Unlike Realty Income, a company that has built its balance sheet "brick by brick," the private REITs don't have that luxury because they have so much cash available and that makes for leaking dividends. GE likely could not have sold their assets one-off at a 7% cap rate… ever, but the buyer here (ARCT4) needed to make an acquisition. Then, to compound this issue, American Realty Capital Trust IV (ARCT4), is selling the same assets to ARCP at a 5.85% yield! This will likely represent NEGATIVE external growth. The winner here is ARCT4 and anyone making fees from ARCT4 investors.
Investors should acknowledge that Triple Net leases are long-term by design and the rental increases therefore are modest, around 1% to 2% a year. Accordingly, the value proposition for growth is centered on external growth, not internal growth. However, because most Triple Net lease expenses are paid by the tenant (taxes, insurance, and maintenance), there is limited expense risk.

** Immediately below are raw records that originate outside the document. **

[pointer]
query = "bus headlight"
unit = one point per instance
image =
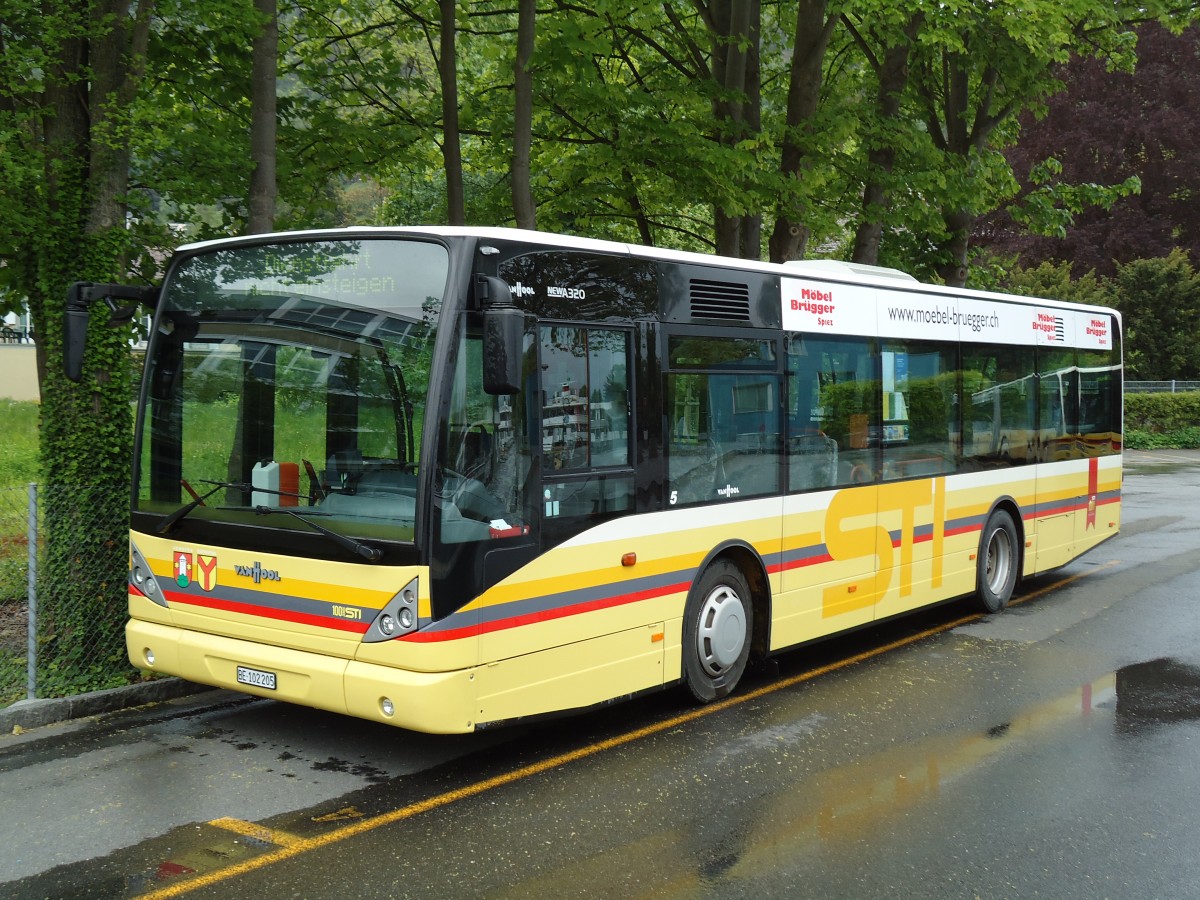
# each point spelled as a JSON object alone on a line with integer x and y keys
{"x": 397, "y": 617}
{"x": 143, "y": 579}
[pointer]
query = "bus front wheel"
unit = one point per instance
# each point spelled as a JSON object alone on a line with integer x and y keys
{"x": 997, "y": 562}
{"x": 718, "y": 628}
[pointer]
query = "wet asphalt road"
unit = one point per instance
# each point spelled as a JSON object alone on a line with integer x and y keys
{"x": 1053, "y": 750}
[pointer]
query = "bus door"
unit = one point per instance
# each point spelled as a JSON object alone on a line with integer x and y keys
{"x": 1057, "y": 486}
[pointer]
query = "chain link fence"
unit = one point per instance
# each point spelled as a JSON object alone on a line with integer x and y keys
{"x": 1171, "y": 387}
{"x": 64, "y": 562}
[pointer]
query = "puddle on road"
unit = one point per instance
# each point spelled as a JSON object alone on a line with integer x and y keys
{"x": 1163, "y": 691}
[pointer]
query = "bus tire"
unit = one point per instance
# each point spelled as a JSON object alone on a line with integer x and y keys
{"x": 997, "y": 562}
{"x": 718, "y": 631}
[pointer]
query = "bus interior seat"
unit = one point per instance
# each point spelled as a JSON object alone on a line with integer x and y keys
{"x": 814, "y": 461}
{"x": 343, "y": 471}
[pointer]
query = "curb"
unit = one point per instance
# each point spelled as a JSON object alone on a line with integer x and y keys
{"x": 28, "y": 714}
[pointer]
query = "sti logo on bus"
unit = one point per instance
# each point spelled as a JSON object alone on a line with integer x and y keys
{"x": 199, "y": 570}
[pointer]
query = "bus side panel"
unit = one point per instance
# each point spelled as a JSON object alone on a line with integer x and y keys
{"x": 581, "y": 589}
{"x": 573, "y": 676}
{"x": 828, "y": 564}
{"x": 1060, "y": 492}
{"x": 935, "y": 535}
{"x": 562, "y": 625}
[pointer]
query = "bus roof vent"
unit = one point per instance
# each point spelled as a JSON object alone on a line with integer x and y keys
{"x": 720, "y": 300}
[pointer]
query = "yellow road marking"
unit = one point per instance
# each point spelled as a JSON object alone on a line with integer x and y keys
{"x": 299, "y": 846}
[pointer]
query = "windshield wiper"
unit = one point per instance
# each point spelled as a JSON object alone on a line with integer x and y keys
{"x": 372, "y": 555}
{"x": 186, "y": 509}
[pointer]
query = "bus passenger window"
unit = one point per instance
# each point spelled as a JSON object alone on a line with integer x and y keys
{"x": 999, "y": 402}
{"x": 832, "y": 423}
{"x": 725, "y": 437}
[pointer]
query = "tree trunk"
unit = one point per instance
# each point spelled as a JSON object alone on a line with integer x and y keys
{"x": 264, "y": 61}
{"x": 893, "y": 76}
{"x": 735, "y": 27}
{"x": 814, "y": 28}
{"x": 451, "y": 139}
{"x": 523, "y": 207}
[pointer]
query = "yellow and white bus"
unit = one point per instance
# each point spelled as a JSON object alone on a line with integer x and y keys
{"x": 449, "y": 478}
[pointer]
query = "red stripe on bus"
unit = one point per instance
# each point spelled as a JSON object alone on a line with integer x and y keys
{"x": 267, "y": 612}
{"x": 558, "y": 612}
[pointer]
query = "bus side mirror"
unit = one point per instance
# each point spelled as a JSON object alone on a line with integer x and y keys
{"x": 503, "y": 336}
{"x": 81, "y": 295}
{"x": 75, "y": 333}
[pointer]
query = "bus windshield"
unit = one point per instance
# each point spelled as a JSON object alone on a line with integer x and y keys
{"x": 287, "y": 383}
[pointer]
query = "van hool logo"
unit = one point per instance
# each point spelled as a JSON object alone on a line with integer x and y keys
{"x": 257, "y": 573}
{"x": 1050, "y": 325}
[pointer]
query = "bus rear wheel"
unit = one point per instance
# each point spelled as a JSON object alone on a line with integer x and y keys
{"x": 997, "y": 562}
{"x": 718, "y": 629}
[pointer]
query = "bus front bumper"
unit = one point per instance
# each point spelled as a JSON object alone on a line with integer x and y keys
{"x": 435, "y": 702}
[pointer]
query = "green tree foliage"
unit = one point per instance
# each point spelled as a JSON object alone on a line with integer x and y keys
{"x": 1159, "y": 300}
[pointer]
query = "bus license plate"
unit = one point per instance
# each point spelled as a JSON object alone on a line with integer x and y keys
{"x": 256, "y": 678}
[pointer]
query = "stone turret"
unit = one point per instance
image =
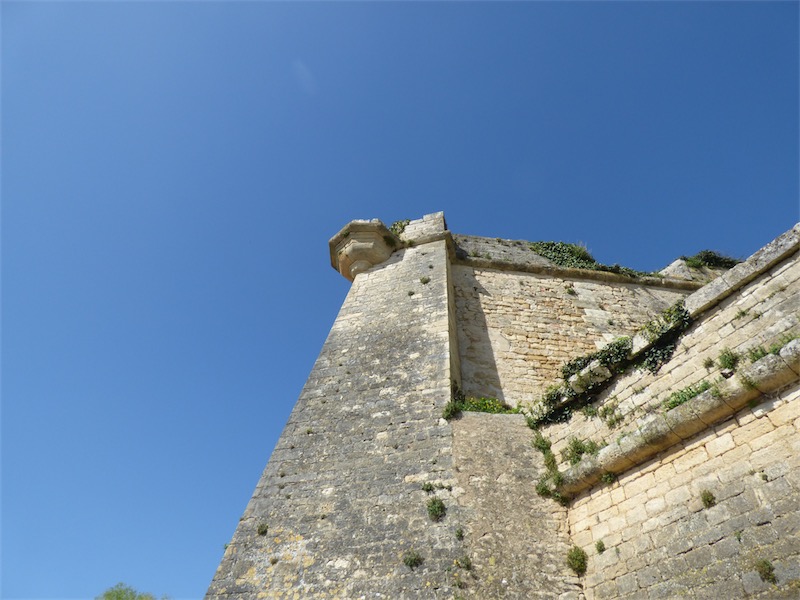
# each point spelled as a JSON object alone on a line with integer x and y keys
{"x": 667, "y": 416}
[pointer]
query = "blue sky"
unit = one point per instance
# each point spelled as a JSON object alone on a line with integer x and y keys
{"x": 172, "y": 171}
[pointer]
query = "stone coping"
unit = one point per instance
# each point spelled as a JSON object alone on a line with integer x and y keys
{"x": 506, "y": 255}
{"x": 660, "y": 431}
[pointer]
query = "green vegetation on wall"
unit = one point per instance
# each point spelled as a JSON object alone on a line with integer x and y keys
{"x": 709, "y": 258}
{"x": 575, "y": 256}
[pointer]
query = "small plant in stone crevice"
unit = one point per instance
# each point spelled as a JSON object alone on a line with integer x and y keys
{"x": 436, "y": 509}
{"x": 684, "y": 395}
{"x": 577, "y": 560}
{"x": 576, "y": 448}
{"x": 710, "y": 258}
{"x": 412, "y": 559}
{"x": 460, "y": 402}
{"x": 548, "y": 485}
{"x": 398, "y": 227}
{"x": 766, "y": 571}
{"x": 757, "y": 353}
{"x": 728, "y": 359}
{"x": 608, "y": 477}
{"x": 610, "y": 415}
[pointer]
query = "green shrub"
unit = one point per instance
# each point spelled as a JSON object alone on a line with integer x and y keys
{"x": 728, "y": 359}
{"x": 436, "y": 509}
{"x": 412, "y": 559}
{"x": 710, "y": 258}
{"x": 684, "y": 395}
{"x": 541, "y": 443}
{"x": 766, "y": 571}
{"x": 577, "y": 560}
{"x": 577, "y": 448}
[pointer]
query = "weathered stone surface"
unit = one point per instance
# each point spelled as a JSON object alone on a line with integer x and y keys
{"x": 685, "y": 501}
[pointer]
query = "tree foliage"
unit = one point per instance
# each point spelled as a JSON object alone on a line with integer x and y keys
{"x": 125, "y": 592}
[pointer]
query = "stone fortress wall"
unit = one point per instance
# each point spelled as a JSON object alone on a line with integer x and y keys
{"x": 342, "y": 505}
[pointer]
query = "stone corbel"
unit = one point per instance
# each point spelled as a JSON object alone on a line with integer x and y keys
{"x": 361, "y": 245}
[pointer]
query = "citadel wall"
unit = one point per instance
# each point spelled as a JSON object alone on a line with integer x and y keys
{"x": 340, "y": 502}
{"x": 344, "y": 495}
{"x": 515, "y": 330}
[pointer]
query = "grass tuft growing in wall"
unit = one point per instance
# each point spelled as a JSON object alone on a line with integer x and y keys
{"x": 412, "y": 559}
{"x": 577, "y": 560}
{"x": 436, "y": 509}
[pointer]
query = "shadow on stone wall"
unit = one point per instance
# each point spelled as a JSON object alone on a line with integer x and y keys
{"x": 479, "y": 376}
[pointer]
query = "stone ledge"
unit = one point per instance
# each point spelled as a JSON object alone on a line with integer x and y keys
{"x": 541, "y": 266}
{"x": 713, "y": 293}
{"x": 658, "y": 432}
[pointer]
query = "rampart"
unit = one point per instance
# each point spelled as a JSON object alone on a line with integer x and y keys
{"x": 670, "y": 456}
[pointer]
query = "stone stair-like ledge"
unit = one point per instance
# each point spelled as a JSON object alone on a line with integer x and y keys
{"x": 658, "y": 432}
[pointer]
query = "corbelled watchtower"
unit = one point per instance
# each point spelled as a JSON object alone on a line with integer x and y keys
{"x": 664, "y": 459}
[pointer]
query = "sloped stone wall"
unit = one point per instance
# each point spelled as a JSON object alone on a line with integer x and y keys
{"x": 516, "y": 329}
{"x": 516, "y": 541}
{"x": 661, "y": 541}
{"x": 342, "y": 493}
{"x": 759, "y": 315}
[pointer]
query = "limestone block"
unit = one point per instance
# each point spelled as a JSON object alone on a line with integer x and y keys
{"x": 790, "y": 354}
{"x": 769, "y": 373}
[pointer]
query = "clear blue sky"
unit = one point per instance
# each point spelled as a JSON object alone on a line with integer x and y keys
{"x": 172, "y": 172}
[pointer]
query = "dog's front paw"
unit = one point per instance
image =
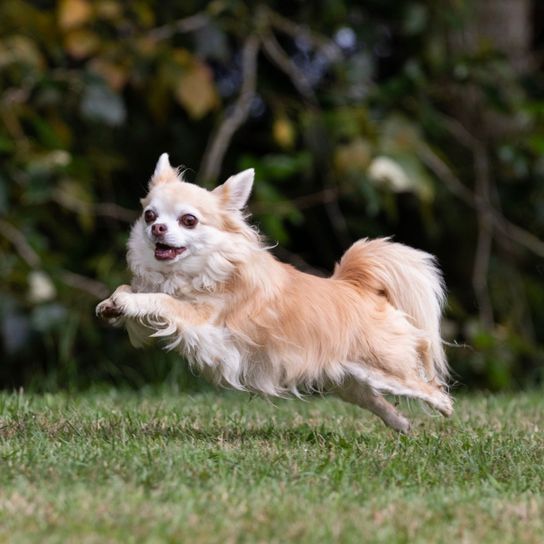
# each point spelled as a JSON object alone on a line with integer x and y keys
{"x": 112, "y": 308}
{"x": 108, "y": 310}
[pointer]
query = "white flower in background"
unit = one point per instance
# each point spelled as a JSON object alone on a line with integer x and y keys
{"x": 40, "y": 287}
{"x": 385, "y": 170}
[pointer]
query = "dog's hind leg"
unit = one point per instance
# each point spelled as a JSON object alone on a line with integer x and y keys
{"x": 364, "y": 396}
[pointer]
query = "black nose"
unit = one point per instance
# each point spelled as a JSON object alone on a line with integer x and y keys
{"x": 159, "y": 229}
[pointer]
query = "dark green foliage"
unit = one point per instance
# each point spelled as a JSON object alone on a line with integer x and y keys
{"x": 375, "y": 131}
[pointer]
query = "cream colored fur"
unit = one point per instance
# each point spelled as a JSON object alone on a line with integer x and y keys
{"x": 250, "y": 322}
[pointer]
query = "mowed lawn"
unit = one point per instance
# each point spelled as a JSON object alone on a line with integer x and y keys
{"x": 224, "y": 467}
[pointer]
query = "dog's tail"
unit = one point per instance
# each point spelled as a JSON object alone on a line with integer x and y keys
{"x": 411, "y": 281}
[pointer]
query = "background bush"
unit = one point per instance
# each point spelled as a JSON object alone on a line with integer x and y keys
{"x": 372, "y": 118}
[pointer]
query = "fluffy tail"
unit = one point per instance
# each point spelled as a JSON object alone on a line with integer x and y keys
{"x": 411, "y": 281}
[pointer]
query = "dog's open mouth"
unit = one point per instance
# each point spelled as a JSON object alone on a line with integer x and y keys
{"x": 164, "y": 252}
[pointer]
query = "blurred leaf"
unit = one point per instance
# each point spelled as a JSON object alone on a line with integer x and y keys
{"x": 114, "y": 74}
{"x": 81, "y": 43}
{"x": 73, "y": 13}
{"x": 195, "y": 90}
{"x": 353, "y": 157}
{"x": 101, "y": 104}
{"x": 284, "y": 132}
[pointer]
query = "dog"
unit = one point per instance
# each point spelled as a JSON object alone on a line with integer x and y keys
{"x": 203, "y": 279}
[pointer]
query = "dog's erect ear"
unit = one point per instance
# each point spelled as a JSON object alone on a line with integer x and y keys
{"x": 163, "y": 173}
{"x": 234, "y": 193}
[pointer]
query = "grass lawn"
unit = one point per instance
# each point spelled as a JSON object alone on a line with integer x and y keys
{"x": 223, "y": 467}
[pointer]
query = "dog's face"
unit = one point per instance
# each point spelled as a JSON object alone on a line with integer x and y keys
{"x": 182, "y": 224}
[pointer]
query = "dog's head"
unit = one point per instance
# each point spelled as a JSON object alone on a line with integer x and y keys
{"x": 183, "y": 226}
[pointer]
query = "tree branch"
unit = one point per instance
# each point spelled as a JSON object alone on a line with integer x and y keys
{"x": 286, "y": 65}
{"x": 233, "y": 120}
{"x": 187, "y": 24}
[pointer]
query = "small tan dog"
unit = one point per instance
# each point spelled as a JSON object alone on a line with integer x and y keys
{"x": 203, "y": 279}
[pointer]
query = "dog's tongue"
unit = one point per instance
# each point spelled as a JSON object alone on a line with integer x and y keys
{"x": 166, "y": 253}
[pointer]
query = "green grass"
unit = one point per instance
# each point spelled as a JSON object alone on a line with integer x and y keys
{"x": 216, "y": 467}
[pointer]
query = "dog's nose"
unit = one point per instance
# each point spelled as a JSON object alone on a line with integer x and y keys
{"x": 159, "y": 229}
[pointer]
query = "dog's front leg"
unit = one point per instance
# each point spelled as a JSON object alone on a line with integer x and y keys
{"x": 150, "y": 308}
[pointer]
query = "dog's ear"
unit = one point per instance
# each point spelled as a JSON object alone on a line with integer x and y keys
{"x": 164, "y": 173}
{"x": 234, "y": 193}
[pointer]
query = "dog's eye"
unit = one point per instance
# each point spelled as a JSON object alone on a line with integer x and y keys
{"x": 150, "y": 216}
{"x": 188, "y": 220}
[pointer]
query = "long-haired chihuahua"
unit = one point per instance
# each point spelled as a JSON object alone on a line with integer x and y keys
{"x": 203, "y": 279}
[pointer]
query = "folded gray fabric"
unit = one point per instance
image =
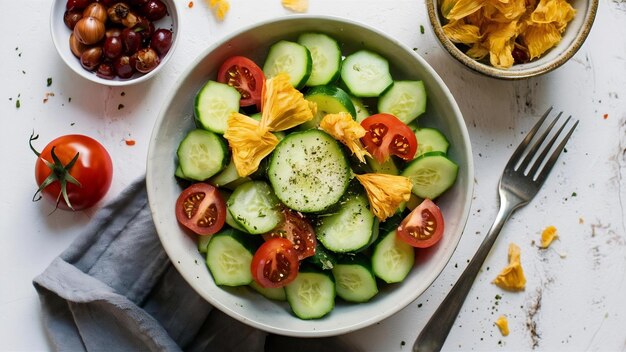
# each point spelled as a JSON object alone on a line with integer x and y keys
{"x": 114, "y": 289}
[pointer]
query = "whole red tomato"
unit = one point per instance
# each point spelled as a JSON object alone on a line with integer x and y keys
{"x": 73, "y": 171}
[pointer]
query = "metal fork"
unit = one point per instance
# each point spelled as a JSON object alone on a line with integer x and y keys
{"x": 522, "y": 178}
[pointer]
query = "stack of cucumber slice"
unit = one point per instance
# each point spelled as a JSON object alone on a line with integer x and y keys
{"x": 310, "y": 172}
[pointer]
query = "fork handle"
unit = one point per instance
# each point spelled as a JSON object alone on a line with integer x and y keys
{"x": 436, "y": 330}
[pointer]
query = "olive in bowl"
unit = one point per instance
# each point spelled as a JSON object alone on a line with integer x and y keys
{"x": 115, "y": 42}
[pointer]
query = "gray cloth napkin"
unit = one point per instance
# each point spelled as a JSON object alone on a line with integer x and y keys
{"x": 114, "y": 289}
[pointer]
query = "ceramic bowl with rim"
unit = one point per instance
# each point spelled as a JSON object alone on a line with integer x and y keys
{"x": 573, "y": 38}
{"x": 61, "y": 36}
{"x": 242, "y": 303}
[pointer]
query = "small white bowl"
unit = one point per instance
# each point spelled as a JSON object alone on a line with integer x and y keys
{"x": 573, "y": 38}
{"x": 176, "y": 119}
{"x": 61, "y": 38}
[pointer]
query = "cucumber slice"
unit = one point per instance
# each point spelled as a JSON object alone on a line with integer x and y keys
{"x": 354, "y": 280}
{"x": 229, "y": 256}
{"x": 326, "y": 56}
{"x": 291, "y": 58}
{"x": 329, "y": 100}
{"x": 202, "y": 154}
{"x": 311, "y": 295}
{"x": 214, "y": 104}
{"x": 366, "y": 74}
{"x": 349, "y": 229}
{"x": 406, "y": 100}
{"x": 430, "y": 140}
{"x": 273, "y": 293}
{"x": 431, "y": 174}
{"x": 361, "y": 110}
{"x": 309, "y": 171}
{"x": 392, "y": 259}
{"x": 254, "y": 206}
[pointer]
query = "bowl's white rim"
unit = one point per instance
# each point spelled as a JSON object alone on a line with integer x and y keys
{"x": 462, "y": 221}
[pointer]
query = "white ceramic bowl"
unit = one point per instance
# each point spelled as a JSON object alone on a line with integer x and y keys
{"x": 61, "y": 36}
{"x": 176, "y": 118}
{"x": 573, "y": 38}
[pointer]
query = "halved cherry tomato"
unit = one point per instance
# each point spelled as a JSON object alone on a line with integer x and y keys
{"x": 386, "y": 135}
{"x": 201, "y": 208}
{"x": 297, "y": 229}
{"x": 423, "y": 227}
{"x": 245, "y": 76}
{"x": 275, "y": 263}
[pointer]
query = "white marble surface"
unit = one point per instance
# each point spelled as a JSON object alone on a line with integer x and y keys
{"x": 574, "y": 299}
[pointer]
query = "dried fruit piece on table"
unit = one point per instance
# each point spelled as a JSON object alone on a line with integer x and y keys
{"x": 512, "y": 276}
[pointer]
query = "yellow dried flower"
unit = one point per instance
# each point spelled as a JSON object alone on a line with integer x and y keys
{"x": 349, "y": 132}
{"x": 219, "y": 7}
{"x": 512, "y": 276}
{"x": 547, "y": 236}
{"x": 249, "y": 143}
{"x": 296, "y": 5}
{"x": 503, "y": 324}
{"x": 385, "y": 192}
{"x": 284, "y": 107}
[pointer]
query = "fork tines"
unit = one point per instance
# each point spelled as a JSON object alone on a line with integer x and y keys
{"x": 535, "y": 162}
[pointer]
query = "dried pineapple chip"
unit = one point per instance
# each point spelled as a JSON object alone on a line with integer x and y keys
{"x": 296, "y": 5}
{"x": 503, "y": 324}
{"x": 385, "y": 192}
{"x": 219, "y": 7}
{"x": 349, "y": 132}
{"x": 512, "y": 276}
{"x": 283, "y": 106}
{"x": 249, "y": 143}
{"x": 547, "y": 236}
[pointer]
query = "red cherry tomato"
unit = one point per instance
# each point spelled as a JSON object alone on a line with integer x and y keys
{"x": 423, "y": 227}
{"x": 245, "y": 76}
{"x": 297, "y": 229}
{"x": 386, "y": 135}
{"x": 275, "y": 263}
{"x": 73, "y": 171}
{"x": 201, "y": 208}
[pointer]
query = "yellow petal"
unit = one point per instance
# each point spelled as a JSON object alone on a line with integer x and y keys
{"x": 219, "y": 7}
{"x": 464, "y": 8}
{"x": 539, "y": 37}
{"x": 460, "y": 32}
{"x": 503, "y": 324}
{"x": 248, "y": 142}
{"x": 385, "y": 192}
{"x": 512, "y": 276}
{"x": 284, "y": 107}
{"x": 349, "y": 132}
{"x": 500, "y": 40}
{"x": 547, "y": 236}
{"x": 296, "y": 5}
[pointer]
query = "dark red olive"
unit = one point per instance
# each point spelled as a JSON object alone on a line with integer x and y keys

I explained the wave of Net Lease growth in a previous article (We're Just At The Tip Of The Iceberg, Triple Net REITs Will Soon Be A Glacier Sector):
Investors should recognize that the Triple Net sector is not an industry made up of just three of four REIT players, but instead this $2 trillion industry is made up of hundreds of operating businesses like Wal-Mart (NYSE:WMT), Target (NYSE:TGT), and Safeway (NYSE:SWY), who own significant free-standing products. Unlike many of the fragmented real estate sectors, the Triple Net REITs are in a position to "move the needle" much quicker by taking down large portfolios where the "law of large numbers" generate considerable external growth.
More to the point, I explained:
Unlike the other sectors, the Triple Net category provides ongoing capital solutions - much like a bank - and while most sectors rely on "supply and demand" the Triple Net REITs provide market solutions all of the time (so supply and demand is not the driving force).
At the opening of this article, the reader reasoned that "there is no "margin of safety" in that spread unless you are willing to assume the long-term average government bond yields in the future will be similar to the past." That's great but Realty Income's long-term average investment spread over its cost of equity has been 110-115b, about where it is today. From 1969 to 2001, Realty Income's average investment yield was 11%; in 2002-2004 it was 10%; in 2005-2008 it was 9%; in 2009-2011 it was 8%; and in 2012-2013 it has been 7%. These are approximate ranges to show the trends in a declining interest rate environment - one might assume it's possible a reversal can occur in a rising interest rate environment.
Ouija Board or Just the Facts?
Does anybody remember the Ouija Board? The board game uses a small heart-shaped piece of wood to send messages to spirits, like a séance. I never fell in love with that game because it was a joke. There was simply no intelligent aspect to that game and with zero skills required I'm confident a monkey could win.
That's how I felt when I read Laceda's article referenced above. Remember, stock prices are driven by emotion and when one makes investment decisions based upon emotion alone, there are usually losses to follow. It's like going into your area psychiatric ward and asking someone if they can help with investment advice. That's insane!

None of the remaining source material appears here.